Doit-on donner notre dîme à notre église locale ?

Doit-on donner notre dîme à notre église locale ?

L'Eglise locale devrait-elle être notre priorité
ou devrions-nous répondre positivement
à toutes les sollicitations ?

La dîme

C'est la dixième partie du revenu qui est offerte régulièrement à l'oeuvre de Dieu. Pour une information générale sur ce sujet, vous pouvez consulter :   

Le chrétien doit-il donner la dîme ?

A qui donner la dîme ?

La dîme devrait être versée prioritairement à l'église locale, le lieu dont on profite et dont on fait partie. Même si aujourd'hui l'argent reçu ne va pas aux veuves et aux orphelins comme dans la Bible, l'Eglise a besoin de moyens pour accomplir sa tâche : salaires, entretien des bâtiments, matériel, animations, aides concrètes… Même sans tomber dans le luxe, toutes les prestations ont un prix. Si l'on ne soutient pas notre église locale, qui d'autre va le faire ?

Et si l'église ou le pasteur ne sont pas géniaux ?

La communauté parfaite n'existe pas. Ses membres y ont leur place pour améliorer son fonctionnement. Pour éviter une gestion sectaire des finances, ils savent ce qu'on fait de leur argent et ont un droit de regard équilibré sur sa gestion. Mais attendre que tout soit parfait dans l'église avant de la soutenir est une mauvaise excuse. Dieu voit aussi notre coeur.
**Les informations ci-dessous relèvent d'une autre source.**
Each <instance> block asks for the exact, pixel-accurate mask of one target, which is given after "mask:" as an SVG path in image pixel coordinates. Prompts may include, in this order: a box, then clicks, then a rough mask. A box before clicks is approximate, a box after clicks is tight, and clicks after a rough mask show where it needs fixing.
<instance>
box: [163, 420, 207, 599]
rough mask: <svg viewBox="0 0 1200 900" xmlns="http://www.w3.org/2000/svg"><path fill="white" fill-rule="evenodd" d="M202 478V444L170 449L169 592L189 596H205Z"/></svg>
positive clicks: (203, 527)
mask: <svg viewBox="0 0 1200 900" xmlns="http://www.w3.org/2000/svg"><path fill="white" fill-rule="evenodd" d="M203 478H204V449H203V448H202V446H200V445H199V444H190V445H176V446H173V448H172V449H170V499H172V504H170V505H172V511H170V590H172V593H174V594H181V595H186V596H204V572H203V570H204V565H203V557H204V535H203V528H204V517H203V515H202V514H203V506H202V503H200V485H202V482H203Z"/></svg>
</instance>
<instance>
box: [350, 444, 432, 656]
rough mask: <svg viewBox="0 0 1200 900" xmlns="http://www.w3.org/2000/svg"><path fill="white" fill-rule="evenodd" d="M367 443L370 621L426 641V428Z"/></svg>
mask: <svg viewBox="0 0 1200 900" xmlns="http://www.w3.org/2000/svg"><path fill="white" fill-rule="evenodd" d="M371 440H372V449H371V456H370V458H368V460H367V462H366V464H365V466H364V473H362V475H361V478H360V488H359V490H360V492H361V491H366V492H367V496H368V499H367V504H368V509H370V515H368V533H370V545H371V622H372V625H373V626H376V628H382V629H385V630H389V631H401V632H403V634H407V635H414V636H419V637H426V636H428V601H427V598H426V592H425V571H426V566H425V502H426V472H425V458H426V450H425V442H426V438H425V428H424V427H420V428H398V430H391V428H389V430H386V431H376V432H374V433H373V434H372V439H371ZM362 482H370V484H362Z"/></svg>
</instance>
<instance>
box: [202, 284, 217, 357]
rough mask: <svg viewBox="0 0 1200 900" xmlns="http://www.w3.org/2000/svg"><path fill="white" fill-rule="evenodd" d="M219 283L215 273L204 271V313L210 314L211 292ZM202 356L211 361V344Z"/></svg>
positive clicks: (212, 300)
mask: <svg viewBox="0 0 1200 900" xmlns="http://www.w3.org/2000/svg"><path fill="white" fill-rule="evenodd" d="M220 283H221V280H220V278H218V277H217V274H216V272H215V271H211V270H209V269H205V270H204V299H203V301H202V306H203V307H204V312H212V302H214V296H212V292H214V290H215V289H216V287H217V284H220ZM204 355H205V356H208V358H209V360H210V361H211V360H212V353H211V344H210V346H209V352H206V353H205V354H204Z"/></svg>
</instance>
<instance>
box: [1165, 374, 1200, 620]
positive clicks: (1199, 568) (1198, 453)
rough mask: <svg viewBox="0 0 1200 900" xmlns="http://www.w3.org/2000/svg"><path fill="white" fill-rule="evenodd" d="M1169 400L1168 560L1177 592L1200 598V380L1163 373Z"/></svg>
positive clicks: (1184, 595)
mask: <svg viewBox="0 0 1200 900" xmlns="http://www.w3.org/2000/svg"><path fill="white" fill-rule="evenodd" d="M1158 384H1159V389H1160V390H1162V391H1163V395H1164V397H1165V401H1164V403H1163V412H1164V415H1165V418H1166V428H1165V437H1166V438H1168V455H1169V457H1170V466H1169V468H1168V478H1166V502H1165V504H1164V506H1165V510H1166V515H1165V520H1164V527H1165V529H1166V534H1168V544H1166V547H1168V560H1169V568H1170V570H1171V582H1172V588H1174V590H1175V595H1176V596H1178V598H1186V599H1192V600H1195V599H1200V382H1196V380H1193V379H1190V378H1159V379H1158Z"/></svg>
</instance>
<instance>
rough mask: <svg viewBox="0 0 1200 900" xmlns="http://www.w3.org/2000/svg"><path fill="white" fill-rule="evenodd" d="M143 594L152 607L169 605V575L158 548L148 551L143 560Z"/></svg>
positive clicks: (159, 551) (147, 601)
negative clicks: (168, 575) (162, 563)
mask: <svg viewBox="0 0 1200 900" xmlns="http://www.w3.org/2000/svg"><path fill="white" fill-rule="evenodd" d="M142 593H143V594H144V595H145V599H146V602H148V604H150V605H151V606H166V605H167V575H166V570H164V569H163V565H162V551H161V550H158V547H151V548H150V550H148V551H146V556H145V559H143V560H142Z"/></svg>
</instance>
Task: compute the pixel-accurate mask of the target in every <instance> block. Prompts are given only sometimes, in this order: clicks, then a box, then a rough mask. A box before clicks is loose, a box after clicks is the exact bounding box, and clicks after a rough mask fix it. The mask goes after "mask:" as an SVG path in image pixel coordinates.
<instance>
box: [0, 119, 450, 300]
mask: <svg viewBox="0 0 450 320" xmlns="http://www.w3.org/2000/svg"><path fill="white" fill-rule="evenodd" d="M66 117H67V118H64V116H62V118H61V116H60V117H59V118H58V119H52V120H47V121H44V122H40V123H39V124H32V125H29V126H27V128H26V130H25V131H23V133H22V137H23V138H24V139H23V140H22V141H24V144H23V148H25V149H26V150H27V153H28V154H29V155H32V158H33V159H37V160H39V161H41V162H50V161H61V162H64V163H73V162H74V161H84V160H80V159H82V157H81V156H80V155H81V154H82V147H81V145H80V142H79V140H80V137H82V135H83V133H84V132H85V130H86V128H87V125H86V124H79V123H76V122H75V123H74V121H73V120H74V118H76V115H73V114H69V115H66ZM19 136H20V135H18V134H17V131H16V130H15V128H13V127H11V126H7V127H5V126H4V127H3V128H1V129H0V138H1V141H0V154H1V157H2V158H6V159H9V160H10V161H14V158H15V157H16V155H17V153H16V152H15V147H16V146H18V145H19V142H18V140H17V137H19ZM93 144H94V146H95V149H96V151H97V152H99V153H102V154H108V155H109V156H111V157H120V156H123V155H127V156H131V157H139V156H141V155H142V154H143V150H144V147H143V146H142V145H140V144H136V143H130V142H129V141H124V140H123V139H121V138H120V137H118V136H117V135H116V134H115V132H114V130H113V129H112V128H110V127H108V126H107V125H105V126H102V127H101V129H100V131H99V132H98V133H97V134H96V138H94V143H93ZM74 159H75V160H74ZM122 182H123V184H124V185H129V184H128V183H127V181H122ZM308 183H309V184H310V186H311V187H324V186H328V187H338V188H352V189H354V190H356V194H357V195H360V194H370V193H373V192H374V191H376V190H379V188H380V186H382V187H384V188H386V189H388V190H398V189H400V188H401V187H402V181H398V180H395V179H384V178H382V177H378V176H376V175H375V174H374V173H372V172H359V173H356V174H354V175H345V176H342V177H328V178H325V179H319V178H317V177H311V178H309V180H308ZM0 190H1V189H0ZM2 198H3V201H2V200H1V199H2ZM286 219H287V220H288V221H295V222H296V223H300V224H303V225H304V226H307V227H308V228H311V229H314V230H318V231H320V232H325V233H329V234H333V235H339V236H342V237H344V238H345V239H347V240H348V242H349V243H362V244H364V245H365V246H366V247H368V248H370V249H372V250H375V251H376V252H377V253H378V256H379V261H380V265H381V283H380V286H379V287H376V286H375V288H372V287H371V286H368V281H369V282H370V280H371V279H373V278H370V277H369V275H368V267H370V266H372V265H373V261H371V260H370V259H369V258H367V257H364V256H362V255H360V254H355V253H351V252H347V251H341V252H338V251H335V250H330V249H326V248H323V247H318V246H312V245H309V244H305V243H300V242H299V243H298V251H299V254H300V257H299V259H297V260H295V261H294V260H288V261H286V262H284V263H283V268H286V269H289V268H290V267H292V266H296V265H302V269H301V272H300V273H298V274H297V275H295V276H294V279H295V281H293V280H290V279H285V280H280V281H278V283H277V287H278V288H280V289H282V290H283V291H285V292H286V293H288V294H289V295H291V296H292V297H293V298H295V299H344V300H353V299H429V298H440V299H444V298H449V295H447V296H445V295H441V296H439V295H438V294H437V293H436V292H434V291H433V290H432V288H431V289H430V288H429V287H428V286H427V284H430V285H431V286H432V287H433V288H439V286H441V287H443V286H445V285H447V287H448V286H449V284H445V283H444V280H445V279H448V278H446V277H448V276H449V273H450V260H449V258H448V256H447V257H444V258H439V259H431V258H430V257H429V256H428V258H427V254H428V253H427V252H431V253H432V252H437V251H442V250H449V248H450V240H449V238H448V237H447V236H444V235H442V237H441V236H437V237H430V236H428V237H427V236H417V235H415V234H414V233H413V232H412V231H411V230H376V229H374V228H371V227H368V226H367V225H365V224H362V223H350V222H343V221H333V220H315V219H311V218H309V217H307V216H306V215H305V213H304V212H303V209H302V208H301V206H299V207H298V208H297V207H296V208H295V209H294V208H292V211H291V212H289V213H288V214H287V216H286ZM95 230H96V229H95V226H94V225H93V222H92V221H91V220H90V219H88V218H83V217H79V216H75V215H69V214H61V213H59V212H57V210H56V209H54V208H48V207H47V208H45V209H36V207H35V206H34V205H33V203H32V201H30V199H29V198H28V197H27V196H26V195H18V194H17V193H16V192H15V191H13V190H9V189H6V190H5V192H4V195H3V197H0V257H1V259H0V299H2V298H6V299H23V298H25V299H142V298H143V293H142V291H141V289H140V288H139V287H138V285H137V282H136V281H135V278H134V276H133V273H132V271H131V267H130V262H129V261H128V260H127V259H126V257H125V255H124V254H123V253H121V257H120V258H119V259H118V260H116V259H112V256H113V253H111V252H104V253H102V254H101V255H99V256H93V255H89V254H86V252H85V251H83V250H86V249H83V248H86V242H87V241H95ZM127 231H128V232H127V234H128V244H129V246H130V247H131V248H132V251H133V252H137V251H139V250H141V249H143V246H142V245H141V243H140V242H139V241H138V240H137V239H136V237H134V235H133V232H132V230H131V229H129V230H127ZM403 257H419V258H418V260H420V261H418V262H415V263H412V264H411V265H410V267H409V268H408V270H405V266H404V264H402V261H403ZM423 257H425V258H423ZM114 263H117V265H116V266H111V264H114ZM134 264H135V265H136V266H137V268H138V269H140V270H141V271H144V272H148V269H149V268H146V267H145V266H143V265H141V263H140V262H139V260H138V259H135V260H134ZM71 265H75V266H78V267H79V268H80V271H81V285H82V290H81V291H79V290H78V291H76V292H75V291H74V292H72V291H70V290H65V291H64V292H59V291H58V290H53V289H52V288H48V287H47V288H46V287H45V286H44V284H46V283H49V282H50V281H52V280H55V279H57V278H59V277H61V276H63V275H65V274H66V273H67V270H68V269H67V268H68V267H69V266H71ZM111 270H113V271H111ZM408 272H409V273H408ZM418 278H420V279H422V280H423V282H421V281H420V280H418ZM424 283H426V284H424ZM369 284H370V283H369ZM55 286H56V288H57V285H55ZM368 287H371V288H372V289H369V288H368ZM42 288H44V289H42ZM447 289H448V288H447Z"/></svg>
Doit-on donner l'argent directement au pasteur ?

Nous tenons à éviter toute critique quant à notre manière de nous occuper de ces sommes importantes.
2 Corinthiens 8.20

En 2018, en Suisse, les membres d'une église ont gagné un procès contre leur pasteur : celui-ci récoltait les dîmes directement de main à main, ouvrant la porte à toutes sortes de dérives comme des dépenses opaques ou des donateurs contrôlés. L'argent devrait plutôt être donné à l'église locale en tant que telle et sans pression.

Soutenir des personnes dans le besoin, est-ce que ça compte pour une dîme ?

Il ne s'agit pas de vous mettre dans la gêne en soulageant les autres, mais d'établir l'égalité.
2 Corinthiens 8.13

Un soutien raisonnable de notre famille est important. Par contre, offrir des cadeaux somptuaires puis déduire leur montant de la dîme tourne aux petits calculs d'épicerie. Certains vont jusqu'à soustraire frais et impôts de leur revenu avant de donner. La mentalité d'avarice n'est pas loin et nous serions bien ennuyés si Dieu en faisait de même avec nous lorsque nous lui demandons son aide...

Les offrandes

Il s'agit de dons supplémentaires. Les bénéficiaires ne manquent pas : certains travaillent pour l'évangélisation, d'autres pour nos frères et soeurs persécutés, pour des médias chrétiens, pour des projets d'entraide... Demandons la sagesse à Dieu pour répondre aux nombreuses sollicitations qui nous sont adressées.

Conclusion

Que chacun donne ce qu'il aura décidé en son coeur, sans regret ni contrainte, car Dieu aime celui qui donne avec joie.